“I don’t believe Jesus came to save us from our sins.”
In a room full of Evangelicals, you could imagine the reaction! How could the leader of a Christian study centre possibly say that? What could his strange words mean?
“Strange” words can indicate that someone is an outsider—a stranger to our way of thinking and viewing the world. For evangelical Christians, strangers come in two general types: those who have different belief sets (non-Christians) and those who call themselves Christians but who read (and understand) the Bible in very different ways from Evangelicals.
Recently I discussed how, in a small town, belief sets play a key role in defining group membership—they are more about facilitating bonding between people than getting ideas “right.” By corollary, in these contexts conformity is prized over diversity and intellectual complacency (rather than critical investigation) is the norm.

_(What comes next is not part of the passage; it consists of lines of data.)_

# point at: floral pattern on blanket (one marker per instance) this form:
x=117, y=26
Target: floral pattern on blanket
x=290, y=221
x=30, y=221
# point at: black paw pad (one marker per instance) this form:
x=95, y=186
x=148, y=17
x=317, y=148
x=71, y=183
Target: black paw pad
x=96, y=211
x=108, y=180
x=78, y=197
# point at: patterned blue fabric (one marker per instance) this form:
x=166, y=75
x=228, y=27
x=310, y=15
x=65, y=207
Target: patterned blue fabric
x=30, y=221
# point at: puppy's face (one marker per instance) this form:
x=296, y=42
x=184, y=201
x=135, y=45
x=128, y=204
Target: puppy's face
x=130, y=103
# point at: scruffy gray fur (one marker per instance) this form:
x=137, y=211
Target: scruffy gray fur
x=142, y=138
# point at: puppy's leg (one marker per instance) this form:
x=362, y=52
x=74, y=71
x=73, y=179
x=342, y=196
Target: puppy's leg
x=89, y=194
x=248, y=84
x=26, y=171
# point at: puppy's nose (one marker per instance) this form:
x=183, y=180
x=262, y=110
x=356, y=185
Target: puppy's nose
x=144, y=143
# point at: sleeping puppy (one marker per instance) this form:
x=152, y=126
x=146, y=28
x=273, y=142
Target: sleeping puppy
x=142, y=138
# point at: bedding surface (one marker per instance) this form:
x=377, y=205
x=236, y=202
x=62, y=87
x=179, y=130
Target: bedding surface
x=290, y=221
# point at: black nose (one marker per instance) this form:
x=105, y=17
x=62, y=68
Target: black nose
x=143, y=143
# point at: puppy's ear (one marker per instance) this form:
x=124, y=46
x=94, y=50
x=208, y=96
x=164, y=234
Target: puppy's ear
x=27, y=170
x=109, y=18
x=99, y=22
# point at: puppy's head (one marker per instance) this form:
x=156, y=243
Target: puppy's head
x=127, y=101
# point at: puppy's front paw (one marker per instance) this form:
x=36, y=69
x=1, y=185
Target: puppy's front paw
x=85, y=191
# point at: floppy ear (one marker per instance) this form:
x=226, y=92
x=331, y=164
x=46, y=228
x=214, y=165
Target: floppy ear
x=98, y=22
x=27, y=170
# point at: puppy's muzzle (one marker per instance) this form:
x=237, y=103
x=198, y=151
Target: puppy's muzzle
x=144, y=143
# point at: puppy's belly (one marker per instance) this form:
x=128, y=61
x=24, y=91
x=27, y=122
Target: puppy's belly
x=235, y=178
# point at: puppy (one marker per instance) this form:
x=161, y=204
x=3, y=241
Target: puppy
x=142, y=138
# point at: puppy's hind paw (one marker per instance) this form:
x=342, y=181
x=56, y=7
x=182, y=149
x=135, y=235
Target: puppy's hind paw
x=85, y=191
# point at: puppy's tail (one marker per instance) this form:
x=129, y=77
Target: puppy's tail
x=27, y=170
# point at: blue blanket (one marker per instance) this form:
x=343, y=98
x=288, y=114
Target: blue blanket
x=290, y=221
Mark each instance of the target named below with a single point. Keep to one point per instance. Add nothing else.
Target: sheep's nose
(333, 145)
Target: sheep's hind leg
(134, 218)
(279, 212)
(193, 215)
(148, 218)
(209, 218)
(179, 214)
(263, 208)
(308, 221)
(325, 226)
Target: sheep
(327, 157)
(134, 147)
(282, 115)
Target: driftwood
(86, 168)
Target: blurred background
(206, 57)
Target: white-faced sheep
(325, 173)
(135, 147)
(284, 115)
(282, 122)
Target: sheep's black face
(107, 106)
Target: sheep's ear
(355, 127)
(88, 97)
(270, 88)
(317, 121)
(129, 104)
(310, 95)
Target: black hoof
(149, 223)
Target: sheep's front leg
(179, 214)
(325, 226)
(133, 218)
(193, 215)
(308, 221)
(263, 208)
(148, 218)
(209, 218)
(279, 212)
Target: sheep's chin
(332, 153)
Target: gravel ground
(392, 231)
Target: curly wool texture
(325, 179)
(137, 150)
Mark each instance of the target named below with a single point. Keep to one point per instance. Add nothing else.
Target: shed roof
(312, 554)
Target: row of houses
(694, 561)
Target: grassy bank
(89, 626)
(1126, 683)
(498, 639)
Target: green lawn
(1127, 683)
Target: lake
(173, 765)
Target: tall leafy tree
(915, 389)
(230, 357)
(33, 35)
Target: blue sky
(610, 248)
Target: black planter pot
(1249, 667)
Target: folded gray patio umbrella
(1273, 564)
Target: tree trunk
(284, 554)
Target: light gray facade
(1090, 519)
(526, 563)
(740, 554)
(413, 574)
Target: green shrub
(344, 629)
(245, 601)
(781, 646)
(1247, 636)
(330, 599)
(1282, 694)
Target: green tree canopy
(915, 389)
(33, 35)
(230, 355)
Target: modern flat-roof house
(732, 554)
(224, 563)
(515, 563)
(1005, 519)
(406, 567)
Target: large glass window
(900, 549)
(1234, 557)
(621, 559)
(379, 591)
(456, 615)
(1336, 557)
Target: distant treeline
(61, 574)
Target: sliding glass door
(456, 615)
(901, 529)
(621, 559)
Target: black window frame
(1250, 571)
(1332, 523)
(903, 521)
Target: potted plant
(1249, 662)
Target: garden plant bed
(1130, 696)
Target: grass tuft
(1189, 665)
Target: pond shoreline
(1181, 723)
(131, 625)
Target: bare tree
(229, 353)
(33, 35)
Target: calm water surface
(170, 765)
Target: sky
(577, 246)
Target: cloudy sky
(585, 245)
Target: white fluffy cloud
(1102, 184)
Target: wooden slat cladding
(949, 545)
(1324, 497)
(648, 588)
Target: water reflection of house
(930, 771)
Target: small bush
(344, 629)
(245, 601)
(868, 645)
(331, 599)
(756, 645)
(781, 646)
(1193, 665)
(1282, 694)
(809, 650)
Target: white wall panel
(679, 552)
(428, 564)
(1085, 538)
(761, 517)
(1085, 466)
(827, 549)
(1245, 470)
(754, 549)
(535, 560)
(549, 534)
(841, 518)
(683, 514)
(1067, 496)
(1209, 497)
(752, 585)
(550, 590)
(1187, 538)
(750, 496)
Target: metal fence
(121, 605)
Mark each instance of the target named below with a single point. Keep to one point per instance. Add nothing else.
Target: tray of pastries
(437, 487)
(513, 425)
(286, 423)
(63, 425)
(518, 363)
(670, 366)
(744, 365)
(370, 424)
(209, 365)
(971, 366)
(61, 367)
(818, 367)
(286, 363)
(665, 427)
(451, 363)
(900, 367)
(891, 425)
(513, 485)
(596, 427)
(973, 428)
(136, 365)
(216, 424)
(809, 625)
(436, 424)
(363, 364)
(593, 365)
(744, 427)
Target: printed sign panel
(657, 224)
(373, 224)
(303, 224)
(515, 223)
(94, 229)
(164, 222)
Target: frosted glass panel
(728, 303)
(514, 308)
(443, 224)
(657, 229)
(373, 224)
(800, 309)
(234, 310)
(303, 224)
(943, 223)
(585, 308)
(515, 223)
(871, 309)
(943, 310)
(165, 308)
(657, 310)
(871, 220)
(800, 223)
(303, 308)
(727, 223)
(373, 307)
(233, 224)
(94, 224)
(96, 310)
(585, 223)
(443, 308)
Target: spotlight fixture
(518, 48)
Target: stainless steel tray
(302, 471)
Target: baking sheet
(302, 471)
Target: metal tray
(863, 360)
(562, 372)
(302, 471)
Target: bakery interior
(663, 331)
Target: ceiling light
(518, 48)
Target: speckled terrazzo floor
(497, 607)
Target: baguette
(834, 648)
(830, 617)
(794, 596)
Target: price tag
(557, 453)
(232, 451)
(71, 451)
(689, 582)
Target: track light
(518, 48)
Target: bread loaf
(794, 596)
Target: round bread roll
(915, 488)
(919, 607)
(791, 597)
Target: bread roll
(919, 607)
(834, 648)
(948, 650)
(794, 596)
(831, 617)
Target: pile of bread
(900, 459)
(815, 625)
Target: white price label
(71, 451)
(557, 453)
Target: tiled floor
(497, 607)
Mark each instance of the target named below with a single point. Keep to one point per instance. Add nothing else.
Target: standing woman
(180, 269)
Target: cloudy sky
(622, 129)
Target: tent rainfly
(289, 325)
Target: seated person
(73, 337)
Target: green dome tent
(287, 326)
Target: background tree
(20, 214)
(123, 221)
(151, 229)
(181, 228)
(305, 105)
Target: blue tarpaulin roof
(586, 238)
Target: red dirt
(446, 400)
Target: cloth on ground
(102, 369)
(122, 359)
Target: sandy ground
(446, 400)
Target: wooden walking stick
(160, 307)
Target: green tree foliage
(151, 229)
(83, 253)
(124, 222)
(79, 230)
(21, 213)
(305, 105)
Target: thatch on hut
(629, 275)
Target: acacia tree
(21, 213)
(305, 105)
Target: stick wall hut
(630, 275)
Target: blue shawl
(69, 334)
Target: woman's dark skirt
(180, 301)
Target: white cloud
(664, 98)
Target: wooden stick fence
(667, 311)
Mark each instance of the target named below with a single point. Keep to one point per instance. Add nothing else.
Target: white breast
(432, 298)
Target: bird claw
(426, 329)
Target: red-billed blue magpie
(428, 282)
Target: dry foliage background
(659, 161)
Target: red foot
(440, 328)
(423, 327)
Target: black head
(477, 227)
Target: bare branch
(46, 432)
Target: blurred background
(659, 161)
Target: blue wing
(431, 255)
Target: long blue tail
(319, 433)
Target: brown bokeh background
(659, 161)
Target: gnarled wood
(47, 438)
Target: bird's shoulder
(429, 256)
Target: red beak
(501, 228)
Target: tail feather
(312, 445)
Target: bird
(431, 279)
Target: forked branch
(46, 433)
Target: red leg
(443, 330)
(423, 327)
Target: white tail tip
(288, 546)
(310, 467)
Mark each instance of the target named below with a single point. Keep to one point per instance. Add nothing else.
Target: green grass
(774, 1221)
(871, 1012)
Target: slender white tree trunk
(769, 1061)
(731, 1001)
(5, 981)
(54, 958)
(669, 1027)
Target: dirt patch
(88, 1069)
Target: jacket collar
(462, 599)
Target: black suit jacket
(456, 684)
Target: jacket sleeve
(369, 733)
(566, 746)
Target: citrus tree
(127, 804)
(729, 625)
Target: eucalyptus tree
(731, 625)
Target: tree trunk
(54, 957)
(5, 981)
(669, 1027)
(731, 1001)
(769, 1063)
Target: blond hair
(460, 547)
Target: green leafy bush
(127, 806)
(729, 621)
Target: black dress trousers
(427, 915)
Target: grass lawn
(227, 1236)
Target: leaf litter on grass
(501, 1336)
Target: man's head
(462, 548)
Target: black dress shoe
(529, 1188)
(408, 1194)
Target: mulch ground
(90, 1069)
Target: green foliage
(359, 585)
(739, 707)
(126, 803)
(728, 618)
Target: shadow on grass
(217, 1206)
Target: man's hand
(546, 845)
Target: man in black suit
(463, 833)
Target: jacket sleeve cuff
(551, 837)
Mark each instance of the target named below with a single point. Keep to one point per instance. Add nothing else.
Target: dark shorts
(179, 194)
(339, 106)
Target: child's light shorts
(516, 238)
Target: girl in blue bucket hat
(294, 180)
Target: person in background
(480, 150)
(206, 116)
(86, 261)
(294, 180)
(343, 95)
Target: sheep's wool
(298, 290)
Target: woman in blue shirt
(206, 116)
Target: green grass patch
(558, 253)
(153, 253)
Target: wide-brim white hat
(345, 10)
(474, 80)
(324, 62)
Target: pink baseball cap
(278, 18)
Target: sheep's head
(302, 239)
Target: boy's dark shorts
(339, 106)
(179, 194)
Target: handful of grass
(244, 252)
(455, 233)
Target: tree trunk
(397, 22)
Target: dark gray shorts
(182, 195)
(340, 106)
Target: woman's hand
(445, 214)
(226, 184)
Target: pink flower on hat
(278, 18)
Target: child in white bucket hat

In such a context divergent beliefs or openness to questioning status quo beliefs—being unwilling to “check your brain at the door”—creates discomfort and suspicion. To be accepted in such churches one must either share a bounded set of common beliefs or be willing to acquire them. Otherwise, one is different: an outsider. And at best, outsiders don’t belong.
The irony, of course, is that welcoming strangers is a Biblical norm, and Jesus self-identifies with the stranger (Matt 25:40).
Now Evangelicals may object: surely they accommodate many who are different.
They accommodate physical differences, for example, by creating special access and seating for wheel chairs. Likewise they accommodate intellectually differences (e.g., developmental challenges), perhaps by special classes and teaching.
However, for evangelical Christians to “accommodate” those who are ideologically different (non-Christians) or methodologically different (like liberal Christians, who read and understand the Bible differently from Evangelicals) would amount betraying their Christian beliefs, which Christians cannot do.
The error in such thinking is failing to see that accommodating a viewpoint need not mean accepting it. For if Evangelicals agree with Augustine that “all truth is God’s truth” then they need not fear truth, wherever it may be found. Last and most importantly, as those called to love their neighbour “as themselves,” this includes respecting (if not always adopting) her ideas and texts as much as our own.
So how does this work?
Just as Evangelicals have empathy for physical differences and compassion for intellectual differences, so they need openness for ideological or methodological differences. So “accommodation” for such differences amounts to dialogue which, unlike dispute, does not seek for the weaknesses in what is said, but for its real strength.
True dialogue is thus truth-seeking, and the openness that it requires is self-awareness: understanding that I know in part, but not in full. Thus dialogue requires both: an openness to listen, a willingness to critique.
If my assessment is accurate it’s easy to see why most Evangelicals have no real interaction with ideologically or methodologically outsiders.
For where churches prize acceptance there is no real dialogue, for dialogue on contentious issues promotes conflict. The result is that when it comes to ideas the church is not a place of reciprocity and openness, but of receiving and conforming.
Rejecting dialogue causes two misfortunes.
First, it forces newcomers to divest themselves of their identity in order to acquire some supposed, uniform Christian identity (as though being “in Christ” [Gal 3] is about personality as opposed to being about character and relationship). Second, it serves to reinforce the church’s insularity as a “tribe”—keeping existing tribesmen untainted and unthreatened by anything that from outside.
“Jesus didn’t come to save us from our sins.”
No, he didn’t.
Matt 3:2 and 4:17, Mk 1:14-15, and Lk 4:43 all prove it. Jesus came to inaugurate the Kingdom of God, which includes me (and my need to be delivered from the harmful patterns and negative consequences of so many of my orientations—my need to be in right relationship with God) but is neither mine nor primarily about me. The difference is subtle, but the impact is crucial. Thankfully for those that heard this comment, a healthy dialogue ensued.